De rechtbank overweegt hierover als volgt.
Oplichting is het door het gebruikmaken van een (oplichtings-)middel een ander bewegen tot bepaalde gedragingen, waaronder de afgifte van een goed en het aangaan van een schuld. Degene die zich aan oplichting schuldig maakt, handelt met het oogmerk om zichzelf of een ander wederrechtelijk te bevoordelen en bedient zich daartoe ten minste van één van de oplichtingsmiddelen als genoemd in artikel 326, eerste lid, van het Wetboek van Strafrecht (hierna: Sr) dan wel een combinatie daarvan. Tussen het aanwenden van (één van) genoemde oplichtingsmiddelen en één van voormelde gedragingen waartoe de bedrogene wordt bewogen, dient een causaal verband te bestaan.
De gestelde oplichtingshandelingen zijn uitgewerkt in de tenlastelegging.
De rechtbank is van oordeel dat de eerste oplichtingshandeling -de indruk wekken dat [verdachte] enkel de belangen van [bank] zou behartigen- niet bewezenverklaard kan worden. Het dossier bevat geen bewijs dat verdachte actief de indruk heeft gewekt dat hij bij de tewerkstelling van [H] , [D] en [E] slechts de belangen van [bank] zou behartigen. De stelling dat het dienen van de belangen van [bank] voortvloeit uit de overeenkomst van opdracht die verdachte met zijn vennootschap met [bank] had gesloten, acht de rechtbank onvoldoende voor een bewezenverklaring van deze oplichtingshandeling. Met name nu deze indruk, volgens de tenlastelegging, specifiek zou zijn gewekt bij de tewerkstelling van de drie hierboven genoemde personen. Daarvoor ontbreekt het bewijs in dit dossier.

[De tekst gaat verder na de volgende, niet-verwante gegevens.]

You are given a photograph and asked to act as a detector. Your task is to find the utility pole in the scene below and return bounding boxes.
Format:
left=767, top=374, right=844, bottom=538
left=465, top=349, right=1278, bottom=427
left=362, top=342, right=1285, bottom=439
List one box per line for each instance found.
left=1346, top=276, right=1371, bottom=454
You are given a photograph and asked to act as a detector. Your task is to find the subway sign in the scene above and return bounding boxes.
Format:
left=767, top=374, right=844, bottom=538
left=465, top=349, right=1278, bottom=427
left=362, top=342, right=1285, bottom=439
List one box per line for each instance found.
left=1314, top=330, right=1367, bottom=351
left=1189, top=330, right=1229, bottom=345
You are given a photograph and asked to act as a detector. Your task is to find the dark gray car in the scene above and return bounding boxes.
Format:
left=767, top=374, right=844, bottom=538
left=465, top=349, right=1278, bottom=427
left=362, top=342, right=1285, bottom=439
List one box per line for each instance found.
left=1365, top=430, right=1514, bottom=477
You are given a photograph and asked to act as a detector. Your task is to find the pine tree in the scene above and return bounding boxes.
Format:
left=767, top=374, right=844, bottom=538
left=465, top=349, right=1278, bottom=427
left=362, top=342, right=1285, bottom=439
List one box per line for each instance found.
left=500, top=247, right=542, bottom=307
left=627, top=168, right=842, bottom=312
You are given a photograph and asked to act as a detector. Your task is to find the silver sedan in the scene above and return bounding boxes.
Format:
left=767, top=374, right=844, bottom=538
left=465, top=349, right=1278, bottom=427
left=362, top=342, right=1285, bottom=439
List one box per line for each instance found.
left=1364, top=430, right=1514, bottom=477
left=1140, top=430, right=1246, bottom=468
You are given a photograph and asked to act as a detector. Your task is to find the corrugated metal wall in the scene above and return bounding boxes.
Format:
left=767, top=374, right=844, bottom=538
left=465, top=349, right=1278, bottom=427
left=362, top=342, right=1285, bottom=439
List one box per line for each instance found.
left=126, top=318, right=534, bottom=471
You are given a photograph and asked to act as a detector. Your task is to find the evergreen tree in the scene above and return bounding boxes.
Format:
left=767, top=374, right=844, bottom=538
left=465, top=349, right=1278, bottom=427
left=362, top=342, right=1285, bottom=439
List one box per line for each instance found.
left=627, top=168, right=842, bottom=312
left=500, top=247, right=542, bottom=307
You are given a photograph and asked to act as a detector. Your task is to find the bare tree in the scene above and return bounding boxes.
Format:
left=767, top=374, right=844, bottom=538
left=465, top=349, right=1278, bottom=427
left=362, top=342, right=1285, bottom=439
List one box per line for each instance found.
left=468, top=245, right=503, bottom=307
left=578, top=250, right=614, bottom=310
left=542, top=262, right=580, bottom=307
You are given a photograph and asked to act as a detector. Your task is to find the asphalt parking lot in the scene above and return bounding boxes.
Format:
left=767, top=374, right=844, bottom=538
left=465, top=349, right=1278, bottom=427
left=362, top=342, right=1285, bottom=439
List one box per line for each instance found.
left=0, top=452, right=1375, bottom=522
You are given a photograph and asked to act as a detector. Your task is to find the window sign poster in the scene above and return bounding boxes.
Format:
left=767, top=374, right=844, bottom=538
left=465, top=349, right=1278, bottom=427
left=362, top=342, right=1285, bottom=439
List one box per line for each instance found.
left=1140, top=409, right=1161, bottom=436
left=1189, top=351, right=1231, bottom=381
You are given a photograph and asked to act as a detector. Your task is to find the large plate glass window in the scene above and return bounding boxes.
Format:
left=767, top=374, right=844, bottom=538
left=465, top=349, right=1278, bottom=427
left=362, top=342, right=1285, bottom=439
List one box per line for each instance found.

De tweede oplichtingshandeling, zoals deze feitelijk is ten laste gelegd, kan wettig en overtuigend bewezen worden verklaard. Uit het dossier blijkt immers dat verdachte [bedrijfsnaam 1] heeft gebruikt als detacheerder voor de tewerkstelling van [H] , [D] en [E] . De rechtbank ziet zich echter vervolgens voor de vraag gesteld of dit gebruiken van [bedrijfsnaam 1] als tussenpersoon door verdachte “opzettelijk valselijk, listiglijk, bedrieglijk of in strijd met de waarheid” is gedaan. Deze vraag kan naar het oordeel van de rechtbank niet bevestigend worden beantwoord. Allereerst blijkt, met betrekking tot het aangaan van de schuld (het sluiten van de contracten), niet dat [bank] over het gebruik maken van [bedrijfsnaam 1] onjuist is voorgelicht. [bank] was bij het sluiten van de contracten op de hoogte van het feit dat [bedrijfsnaam 1] als detacheerder optrad. Deze handeling kan daarom niet als een oplichtingshandeling worden gekwalificeerd. Dit geldt eveneens voor de afgifte van de geldbedragen door [bank] (op basis van de afgesloten overeenkomsten). Daarbij neemt de rechtbank in aanmerking dat verdachte pas ruim een jaar nadat de overeenkomsten zijn afgesloten de beschikking kreeg over een deel van de zogenoemde [bedrijfsnaam 4] -marge. Dat verdachte met het inschakelen van [bedrijfsnaam 1] al in eerste instantie de intentie had om over deze gelden te kunnen beschikken acht de rechtbank niet wettig en overtuigend bewezen.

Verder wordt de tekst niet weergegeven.